La présidente de l'Institut National Électoral (INE), Guadalupe Taddei Zavala, a clarifié que la participation des Talleres Gráficos de México au contrat de production des cartes d'électeur n'accorde pas au gouvernement l'accès au Registre Électoral ou aux données des citoyens. Le contrat a été attribué à Cosmocolor en partenariat avec d'autres entreprises après une évaluation compétitive. Taddei a souligné les mesures de sécurité maintenues par l'INE depuis 35 ans.
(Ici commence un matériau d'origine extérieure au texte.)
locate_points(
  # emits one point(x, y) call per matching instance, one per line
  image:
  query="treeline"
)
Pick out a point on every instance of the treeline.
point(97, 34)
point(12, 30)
La présidente de l'INE, Guadalupe Taddei Zavala, a abordé les rumeurs de possible ingérence gouvernementale dans le processus de production des cartes d'électeur. Lors de la session du Conseil Général de jeudi, elle a expliqué que le contrat pour fabriquer 85 à 94 millions de cartes au cours des cinq prochaines années a été attribué à Cosmocolor, qui a obtenu 97,18 points à l'évaluation économique. L'entreprise s'est associée à Icards Solutions et aux Talleres Gráficos de México, affiliés au Secrétariat à la Gouvernance.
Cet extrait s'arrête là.